Travel is inherently good for you. We’ve been told this again and again from Mark Twain to Patricia Highsmith to Leslie Marmon Silko. Hell, we’ve been told that travel is transformative since the time of Homer (and probably long before that too). The stories are universal: The journey, the road, set sail, grift hard, meet people and make them laugh, find love, get your heart broken, experience the wonder, live with the mad ones.
These ideas are so universal that, for some, it’s pretty much divine scripture. Today, though, it’s more than just well-cobbled words in a book or a story told over the crackling of a fire in the dark night. There’s real, hard science to back up all the wonderful changes travel can bring to us both mentally and physically. We have real numbers from long studies that look at real benefits to our minds and bodies that travel brings. So, if the promise of amazing experiences isn’t enough to get you on the road in 2019, maybe a little hard science espousing the benefits of travel will.
We’ve pulled the receipts from a long list of recent studies into how travel makes us healthier, sexier, and more open-minded human beings. Use the below research to convince your boss that you need that sabbatical, your parents that you need a gap year, or yourself that you need a good old-fashioned vacay.
Travel makes you more creative.
This one feels the most esoteric but, in reality, is the most science-based. There has been a lot of serious research about how travel makes us more creative. It’s all about getting out of our comfort zones and how our brain adapts and, literally, changes.
Adam Galinsky over at Columbia Business School has done the lion’s share of the recent research on how travel changes the synapses in our brains. “Foreign experiences increase both cognitive flexibility and depth and integrativeness of thought,” Galinsky explained to The Atlantic. “The key, critical process is multicultural engagement, immersion, and adaptation.”
In short, our neural pathways are built around where we are and what we do. When we challenge the norm via travel, we physically change those neural pathways, making them stronger. This, in turn, allows us to be more creative.

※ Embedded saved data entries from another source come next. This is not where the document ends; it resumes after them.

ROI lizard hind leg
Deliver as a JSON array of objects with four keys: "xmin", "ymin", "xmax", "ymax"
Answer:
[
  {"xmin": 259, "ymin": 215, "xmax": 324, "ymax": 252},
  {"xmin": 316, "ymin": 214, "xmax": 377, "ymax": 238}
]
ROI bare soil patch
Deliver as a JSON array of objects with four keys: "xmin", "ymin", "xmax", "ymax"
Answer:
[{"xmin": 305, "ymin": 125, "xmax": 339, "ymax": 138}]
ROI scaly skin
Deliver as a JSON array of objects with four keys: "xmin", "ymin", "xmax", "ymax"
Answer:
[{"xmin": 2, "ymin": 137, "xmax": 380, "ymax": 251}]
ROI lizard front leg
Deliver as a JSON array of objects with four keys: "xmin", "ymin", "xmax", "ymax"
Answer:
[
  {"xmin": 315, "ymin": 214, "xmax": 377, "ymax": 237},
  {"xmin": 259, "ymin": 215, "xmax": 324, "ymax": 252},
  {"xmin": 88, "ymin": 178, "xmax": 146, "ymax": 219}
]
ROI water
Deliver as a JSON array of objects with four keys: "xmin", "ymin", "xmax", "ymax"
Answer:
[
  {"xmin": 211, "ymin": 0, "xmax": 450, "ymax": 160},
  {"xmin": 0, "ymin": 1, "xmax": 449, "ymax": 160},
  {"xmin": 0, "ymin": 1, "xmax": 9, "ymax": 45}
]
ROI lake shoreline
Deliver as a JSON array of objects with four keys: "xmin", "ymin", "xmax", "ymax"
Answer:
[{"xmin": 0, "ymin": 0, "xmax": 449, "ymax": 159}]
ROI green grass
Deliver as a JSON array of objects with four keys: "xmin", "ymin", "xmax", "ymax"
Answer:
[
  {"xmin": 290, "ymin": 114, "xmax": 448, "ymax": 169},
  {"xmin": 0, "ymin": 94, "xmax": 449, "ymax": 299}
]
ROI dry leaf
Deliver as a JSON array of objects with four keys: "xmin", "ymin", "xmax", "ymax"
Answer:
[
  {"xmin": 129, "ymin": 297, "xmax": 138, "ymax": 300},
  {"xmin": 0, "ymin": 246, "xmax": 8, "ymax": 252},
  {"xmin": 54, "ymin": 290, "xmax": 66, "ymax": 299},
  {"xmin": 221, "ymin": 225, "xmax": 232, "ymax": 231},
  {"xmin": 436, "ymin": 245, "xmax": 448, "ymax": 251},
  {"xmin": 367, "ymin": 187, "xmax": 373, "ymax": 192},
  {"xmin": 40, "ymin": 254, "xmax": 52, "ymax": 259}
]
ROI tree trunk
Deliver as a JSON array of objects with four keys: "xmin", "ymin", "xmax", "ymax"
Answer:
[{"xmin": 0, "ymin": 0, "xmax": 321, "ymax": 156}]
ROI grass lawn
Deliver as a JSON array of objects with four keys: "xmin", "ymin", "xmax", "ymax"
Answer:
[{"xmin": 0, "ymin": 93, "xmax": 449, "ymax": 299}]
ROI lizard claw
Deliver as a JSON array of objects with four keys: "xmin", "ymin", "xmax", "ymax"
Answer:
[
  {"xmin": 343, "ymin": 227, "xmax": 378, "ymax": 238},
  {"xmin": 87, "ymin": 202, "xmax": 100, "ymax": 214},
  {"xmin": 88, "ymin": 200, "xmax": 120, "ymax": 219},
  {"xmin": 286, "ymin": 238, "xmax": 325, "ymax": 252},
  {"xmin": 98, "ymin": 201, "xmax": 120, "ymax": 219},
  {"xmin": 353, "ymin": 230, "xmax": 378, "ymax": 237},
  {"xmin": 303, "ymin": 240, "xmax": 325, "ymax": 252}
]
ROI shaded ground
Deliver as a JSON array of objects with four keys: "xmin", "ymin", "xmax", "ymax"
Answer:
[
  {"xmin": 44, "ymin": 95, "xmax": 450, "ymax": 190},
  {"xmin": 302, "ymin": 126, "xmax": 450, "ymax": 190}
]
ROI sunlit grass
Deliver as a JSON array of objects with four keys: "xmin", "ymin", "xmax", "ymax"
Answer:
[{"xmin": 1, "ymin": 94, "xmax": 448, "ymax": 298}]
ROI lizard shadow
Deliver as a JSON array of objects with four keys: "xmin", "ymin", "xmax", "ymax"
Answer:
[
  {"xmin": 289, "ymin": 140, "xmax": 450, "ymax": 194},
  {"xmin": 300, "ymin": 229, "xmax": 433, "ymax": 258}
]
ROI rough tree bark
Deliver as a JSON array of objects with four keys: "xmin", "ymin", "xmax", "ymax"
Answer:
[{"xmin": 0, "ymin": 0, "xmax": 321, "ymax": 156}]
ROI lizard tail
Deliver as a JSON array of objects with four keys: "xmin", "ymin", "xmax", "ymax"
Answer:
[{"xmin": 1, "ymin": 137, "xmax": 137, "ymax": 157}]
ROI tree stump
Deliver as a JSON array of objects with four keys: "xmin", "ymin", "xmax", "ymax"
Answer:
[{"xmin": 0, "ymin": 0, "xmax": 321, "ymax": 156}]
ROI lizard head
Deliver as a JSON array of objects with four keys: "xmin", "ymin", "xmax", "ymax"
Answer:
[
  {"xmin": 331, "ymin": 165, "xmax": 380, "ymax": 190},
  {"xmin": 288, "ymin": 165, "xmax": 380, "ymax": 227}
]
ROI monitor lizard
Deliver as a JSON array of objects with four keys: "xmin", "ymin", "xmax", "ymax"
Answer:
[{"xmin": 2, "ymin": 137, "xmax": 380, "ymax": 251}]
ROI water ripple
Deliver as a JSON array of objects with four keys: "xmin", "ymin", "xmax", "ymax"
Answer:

This isn’t simply “Hey, if I hit the road I’ll automatically be Scorsese or Kendrick” though. Engagement is crucial, according to Galinsky. The experience of getting out of your comfort zone, experiencing a new culture, and living a new way of life is the magic spot where the synapses flourish and multiply. That ability to engage in foreign situations, problem solve, adapt, and operate outside of your norms leads to a more creative life, according to science. Does it mean you’ll turn into Klimt or Twain after your year backpacking Asia? Well, no. You still have to put in the hard work and paint or write every day. But it does mean you’re giving yourself (your brain) a nice boost by building some helpful neural pathways that help you thrive in that artistic life.